Monday, January 14, 2008

As my friends and I approach the final days of our training for the Hypothermic Half-Marathon (yes, it's actually called that!), I am reminded that we are also fast approaching an even more significant landmark...our one year anniversary of running together!! Seriously, for an entire year, we have met nearly every Sunday morning to run together. While most of the time, we have met to train for a specific race, I'll be the first to admit that I often get out of bed on a cold Sunday morning for no other reason than to see their smiling faces!!

The past year of running the Ottawa landscapes alongside them feels like I have experienced a lifetime of friendship in their presence. As any runner with tried and true training partners can attest to...friendships created at the hands of running shoes extends far beyond the finish line. We have endured accomplishment and disappointment together. We have endured joy and discouragement. We have experience great loss and hopeful progression. We have endured tears and oh so many laughs. We have endured rain and heat and snow and yes, we have even endured days in which we have given up altogether and just gone out for coffee instead!! Through all of this though, we have endured an unwavering commitment to each other and to our sport that has surpassed any of life's curve balls.

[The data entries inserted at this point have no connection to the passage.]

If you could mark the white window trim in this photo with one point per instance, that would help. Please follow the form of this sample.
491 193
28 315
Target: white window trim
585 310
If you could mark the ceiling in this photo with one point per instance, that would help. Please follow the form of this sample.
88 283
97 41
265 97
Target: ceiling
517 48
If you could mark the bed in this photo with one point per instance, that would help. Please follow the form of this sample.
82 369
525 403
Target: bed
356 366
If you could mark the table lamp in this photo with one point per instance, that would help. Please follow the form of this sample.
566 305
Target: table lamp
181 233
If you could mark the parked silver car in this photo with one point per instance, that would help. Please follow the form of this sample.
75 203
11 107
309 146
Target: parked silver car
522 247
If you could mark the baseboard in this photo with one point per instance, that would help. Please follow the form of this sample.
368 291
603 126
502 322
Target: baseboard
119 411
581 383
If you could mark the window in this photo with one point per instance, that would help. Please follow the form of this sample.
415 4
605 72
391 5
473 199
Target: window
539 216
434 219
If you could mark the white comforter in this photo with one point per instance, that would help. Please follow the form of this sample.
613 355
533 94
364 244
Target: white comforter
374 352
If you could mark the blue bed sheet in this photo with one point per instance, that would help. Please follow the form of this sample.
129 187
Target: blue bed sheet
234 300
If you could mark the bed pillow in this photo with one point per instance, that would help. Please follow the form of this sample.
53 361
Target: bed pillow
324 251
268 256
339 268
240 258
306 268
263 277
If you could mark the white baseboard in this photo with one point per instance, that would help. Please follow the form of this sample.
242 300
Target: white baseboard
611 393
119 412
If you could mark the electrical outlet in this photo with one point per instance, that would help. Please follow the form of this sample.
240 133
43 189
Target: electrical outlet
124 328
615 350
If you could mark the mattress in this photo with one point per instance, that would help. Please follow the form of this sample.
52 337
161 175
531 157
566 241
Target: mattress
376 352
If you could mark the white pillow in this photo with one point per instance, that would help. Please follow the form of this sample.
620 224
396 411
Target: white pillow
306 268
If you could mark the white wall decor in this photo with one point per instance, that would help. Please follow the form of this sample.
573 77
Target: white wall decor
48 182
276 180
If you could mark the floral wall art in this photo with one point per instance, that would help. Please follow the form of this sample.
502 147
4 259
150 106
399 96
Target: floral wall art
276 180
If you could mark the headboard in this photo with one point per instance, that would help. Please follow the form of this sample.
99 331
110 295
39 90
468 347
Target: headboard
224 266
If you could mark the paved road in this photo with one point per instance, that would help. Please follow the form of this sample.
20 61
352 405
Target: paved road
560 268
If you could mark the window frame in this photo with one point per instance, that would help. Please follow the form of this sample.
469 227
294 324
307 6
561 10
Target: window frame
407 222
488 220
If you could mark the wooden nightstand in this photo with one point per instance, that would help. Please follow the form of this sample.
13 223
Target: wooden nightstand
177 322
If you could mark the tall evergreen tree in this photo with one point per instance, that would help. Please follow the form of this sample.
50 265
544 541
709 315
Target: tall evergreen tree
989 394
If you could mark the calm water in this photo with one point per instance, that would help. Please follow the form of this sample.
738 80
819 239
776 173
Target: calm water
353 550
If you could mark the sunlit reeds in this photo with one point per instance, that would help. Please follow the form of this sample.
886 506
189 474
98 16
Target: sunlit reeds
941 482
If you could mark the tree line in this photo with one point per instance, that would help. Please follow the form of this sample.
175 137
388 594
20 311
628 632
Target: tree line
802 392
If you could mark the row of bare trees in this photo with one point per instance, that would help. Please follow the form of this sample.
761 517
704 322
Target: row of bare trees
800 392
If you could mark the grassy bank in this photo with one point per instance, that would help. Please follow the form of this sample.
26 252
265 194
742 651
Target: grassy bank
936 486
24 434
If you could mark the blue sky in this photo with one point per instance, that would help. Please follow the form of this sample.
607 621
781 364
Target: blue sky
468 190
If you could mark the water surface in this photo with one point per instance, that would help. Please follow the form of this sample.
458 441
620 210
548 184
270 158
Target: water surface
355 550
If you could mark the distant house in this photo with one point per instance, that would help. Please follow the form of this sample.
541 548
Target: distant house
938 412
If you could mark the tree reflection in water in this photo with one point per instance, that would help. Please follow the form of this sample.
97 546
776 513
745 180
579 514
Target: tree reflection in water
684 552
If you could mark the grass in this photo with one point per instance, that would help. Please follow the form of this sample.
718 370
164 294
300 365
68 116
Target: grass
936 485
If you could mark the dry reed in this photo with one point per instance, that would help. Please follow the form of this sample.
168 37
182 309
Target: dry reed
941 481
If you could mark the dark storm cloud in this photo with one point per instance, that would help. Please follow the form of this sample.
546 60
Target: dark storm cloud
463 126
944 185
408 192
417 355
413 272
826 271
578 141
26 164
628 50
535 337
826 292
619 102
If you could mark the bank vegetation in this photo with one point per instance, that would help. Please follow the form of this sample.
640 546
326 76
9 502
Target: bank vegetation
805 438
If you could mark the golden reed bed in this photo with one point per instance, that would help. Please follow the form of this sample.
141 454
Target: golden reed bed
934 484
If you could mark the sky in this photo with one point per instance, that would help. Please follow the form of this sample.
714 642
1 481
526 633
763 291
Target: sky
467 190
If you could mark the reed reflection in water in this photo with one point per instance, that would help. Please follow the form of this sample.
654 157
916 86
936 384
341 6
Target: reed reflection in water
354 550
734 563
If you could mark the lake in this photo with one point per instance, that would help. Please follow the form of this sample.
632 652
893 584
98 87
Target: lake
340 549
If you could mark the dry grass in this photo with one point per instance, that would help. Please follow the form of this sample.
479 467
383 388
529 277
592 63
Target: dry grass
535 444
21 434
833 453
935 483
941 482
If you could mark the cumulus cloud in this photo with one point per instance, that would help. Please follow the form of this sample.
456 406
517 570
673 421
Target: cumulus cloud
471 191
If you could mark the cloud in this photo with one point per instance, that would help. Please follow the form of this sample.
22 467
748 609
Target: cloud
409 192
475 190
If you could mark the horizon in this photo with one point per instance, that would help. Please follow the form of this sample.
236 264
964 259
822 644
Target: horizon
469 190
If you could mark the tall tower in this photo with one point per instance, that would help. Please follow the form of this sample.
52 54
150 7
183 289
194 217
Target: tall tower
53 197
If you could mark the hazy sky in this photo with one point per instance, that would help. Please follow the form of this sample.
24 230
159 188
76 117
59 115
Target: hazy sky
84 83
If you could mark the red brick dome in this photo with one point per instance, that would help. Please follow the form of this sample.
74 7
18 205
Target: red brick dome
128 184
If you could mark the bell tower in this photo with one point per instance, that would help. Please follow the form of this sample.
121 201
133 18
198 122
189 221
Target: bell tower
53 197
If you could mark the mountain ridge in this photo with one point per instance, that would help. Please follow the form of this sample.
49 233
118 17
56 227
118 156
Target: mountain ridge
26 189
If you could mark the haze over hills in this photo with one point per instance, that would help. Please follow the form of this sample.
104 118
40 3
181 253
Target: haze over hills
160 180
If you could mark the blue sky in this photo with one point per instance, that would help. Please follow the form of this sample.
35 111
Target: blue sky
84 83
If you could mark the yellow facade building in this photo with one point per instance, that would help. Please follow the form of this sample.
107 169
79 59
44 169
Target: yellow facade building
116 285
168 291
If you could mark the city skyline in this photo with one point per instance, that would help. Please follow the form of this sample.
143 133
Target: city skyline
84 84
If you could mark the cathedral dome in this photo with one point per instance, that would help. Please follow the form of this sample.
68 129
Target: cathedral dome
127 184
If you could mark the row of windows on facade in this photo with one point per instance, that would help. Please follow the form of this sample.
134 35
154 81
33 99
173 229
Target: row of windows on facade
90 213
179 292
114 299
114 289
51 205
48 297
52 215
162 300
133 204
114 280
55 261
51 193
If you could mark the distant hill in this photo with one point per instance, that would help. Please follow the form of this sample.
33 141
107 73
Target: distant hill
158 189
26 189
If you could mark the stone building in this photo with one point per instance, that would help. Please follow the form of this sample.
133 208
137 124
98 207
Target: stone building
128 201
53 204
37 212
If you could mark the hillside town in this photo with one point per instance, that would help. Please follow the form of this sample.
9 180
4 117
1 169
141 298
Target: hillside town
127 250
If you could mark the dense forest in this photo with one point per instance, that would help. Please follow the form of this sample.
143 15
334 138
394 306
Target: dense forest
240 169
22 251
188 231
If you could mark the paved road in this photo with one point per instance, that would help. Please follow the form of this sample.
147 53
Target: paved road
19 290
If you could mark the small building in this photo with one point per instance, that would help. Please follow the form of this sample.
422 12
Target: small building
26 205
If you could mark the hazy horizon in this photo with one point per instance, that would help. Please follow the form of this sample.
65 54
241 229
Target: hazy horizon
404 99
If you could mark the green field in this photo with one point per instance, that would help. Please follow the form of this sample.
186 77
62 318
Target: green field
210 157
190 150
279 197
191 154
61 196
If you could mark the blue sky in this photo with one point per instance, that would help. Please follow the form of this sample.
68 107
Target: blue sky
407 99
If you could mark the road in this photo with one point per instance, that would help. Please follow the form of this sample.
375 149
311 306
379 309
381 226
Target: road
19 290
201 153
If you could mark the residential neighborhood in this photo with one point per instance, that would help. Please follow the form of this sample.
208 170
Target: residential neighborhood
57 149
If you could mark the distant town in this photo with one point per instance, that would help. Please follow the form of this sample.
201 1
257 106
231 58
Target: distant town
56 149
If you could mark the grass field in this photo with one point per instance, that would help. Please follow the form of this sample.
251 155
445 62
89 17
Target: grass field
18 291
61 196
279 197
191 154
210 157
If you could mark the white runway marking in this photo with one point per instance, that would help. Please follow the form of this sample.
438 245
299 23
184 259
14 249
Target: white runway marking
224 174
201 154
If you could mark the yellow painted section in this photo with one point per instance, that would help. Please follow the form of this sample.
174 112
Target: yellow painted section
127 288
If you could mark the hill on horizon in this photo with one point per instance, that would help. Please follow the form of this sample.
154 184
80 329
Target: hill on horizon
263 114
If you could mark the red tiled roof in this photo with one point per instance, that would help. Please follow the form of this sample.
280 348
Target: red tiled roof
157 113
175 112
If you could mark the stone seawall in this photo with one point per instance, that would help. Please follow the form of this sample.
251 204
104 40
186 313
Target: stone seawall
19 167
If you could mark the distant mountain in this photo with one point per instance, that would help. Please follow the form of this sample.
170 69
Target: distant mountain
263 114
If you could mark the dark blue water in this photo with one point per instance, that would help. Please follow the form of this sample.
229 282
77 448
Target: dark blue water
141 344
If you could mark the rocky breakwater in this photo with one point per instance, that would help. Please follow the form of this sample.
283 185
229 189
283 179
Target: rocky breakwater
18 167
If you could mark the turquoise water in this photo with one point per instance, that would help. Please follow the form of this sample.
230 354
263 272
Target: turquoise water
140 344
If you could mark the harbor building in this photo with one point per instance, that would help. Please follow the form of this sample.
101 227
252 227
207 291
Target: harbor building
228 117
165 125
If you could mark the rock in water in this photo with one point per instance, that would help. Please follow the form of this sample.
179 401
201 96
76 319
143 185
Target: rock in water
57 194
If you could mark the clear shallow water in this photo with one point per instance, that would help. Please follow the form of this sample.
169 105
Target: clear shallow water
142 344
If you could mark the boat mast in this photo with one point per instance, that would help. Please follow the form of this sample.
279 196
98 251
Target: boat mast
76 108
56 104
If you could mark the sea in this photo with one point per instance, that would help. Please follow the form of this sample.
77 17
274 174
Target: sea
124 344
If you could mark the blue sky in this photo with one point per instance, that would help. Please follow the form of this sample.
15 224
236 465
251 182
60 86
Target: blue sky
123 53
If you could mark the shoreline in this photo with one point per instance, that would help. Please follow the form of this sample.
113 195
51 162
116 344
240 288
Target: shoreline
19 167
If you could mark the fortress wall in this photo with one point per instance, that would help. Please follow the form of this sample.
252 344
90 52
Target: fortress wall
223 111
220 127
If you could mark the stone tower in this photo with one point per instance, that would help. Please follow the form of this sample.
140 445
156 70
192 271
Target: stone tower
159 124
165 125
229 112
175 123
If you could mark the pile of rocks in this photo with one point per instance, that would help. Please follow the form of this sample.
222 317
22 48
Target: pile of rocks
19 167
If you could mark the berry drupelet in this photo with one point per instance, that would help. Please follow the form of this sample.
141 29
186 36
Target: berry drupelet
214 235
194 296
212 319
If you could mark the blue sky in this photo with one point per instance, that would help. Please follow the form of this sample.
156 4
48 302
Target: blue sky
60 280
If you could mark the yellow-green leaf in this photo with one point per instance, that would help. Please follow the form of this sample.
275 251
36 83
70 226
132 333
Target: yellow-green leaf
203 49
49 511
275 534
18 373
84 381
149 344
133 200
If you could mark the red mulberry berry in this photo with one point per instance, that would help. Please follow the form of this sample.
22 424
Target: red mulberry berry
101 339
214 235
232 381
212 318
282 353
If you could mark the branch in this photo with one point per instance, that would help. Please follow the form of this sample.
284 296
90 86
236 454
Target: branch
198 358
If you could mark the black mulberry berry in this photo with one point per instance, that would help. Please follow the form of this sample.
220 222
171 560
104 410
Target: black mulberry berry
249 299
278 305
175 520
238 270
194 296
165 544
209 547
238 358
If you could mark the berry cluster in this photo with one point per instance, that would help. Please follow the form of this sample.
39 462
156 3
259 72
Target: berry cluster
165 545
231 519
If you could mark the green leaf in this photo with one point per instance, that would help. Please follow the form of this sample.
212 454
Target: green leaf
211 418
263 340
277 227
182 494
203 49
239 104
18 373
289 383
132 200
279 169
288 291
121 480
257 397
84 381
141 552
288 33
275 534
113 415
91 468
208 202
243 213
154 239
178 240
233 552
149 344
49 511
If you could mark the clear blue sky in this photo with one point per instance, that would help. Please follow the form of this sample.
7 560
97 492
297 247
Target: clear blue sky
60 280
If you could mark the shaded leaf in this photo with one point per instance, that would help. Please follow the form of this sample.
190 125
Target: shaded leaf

This friendship however, is a by-product of something even bigger than us…a crazy little dream to race the clock and our own limitations. A shared desire to push our bodies to new extremes initially brought us together and has become a goal that we constantly pursue. As our friendship grows, the walls built around us crumble to the ground and show a whole new realm of possibilities. In doing so though, there are times when we catch ourselves wondering time and time again…why?? Why do we run countless miles just so we can do it again with the clock ticking at the finish line??

In honor of my running friends near and far, it seemed appropriate to share this essay that I found that prominently stays glued to our fridge door! I think that it accurately answers that very elusive question that plagues almost every runner when our warm beds gently whisper our names…but the pavement seems to call it from the rooftops!



Why Do I Run?
By George Sheehan

Why do I run? I have written over the years of the benefits I receive from running. Enumerated the physical and mental changes. Listed the emotional and spiritual gains. Charted the improvement that has taken place in my person and my life. What I have not emphasized is how transient these values and virtues are.

With just a little thought, however, it should be evident that physical laws parallel those of the mind and the spirit. We know that the effects of training are temporary. I cannot put fitness in the bank. If inactive, I will detrain in even less time than it took me to get in shape. And since my entire persona is influenced by my running program, I must be constantly in training. Otherwise the sedentary life will inexorably reduce my mental and emotional well-being.

So, I run each day to preserve the self I attained the day before. And coupled with this is the desire to secure the self yet to be. There can be no let up. If I do not run I will eventually lose all I have gained-and my future with it.

Maintenance was a favorite topic of Eric Hoffer. It made the difference, said the former longshoreman, between a country that was successful and one that failed. However magnificent the achievement, without constant care the result was decay.

I know the experience intimately. There is nothing more brief than a laurel. Victory is of the moment. It must be followed by another victory and then another. I have to run just to stay in place.

Excellence is not something attained and put in a trophy case. It is not sought after, achieved and, thereafter, a steady state. It is a momentary phenomenon, a rare conjunction of body, mind, and spirit at one's peak. Should I come to that peak I cannot stay there. I must start each day at the bottom and climb to the top. And then beyond that peak to another and yet another.

Through running I have learned what I can be and do. My body is now sensitive to the slightest change. It is particularly aware of any decline or decay. I can feel this lessening of the "me" that I have come to think of myself.

Running has made this new me. Taken the raw material and honed it and delivered it back ready to do the work of a human being. I run so I do not lose the me I was yesterday and the me I might become tomorrow.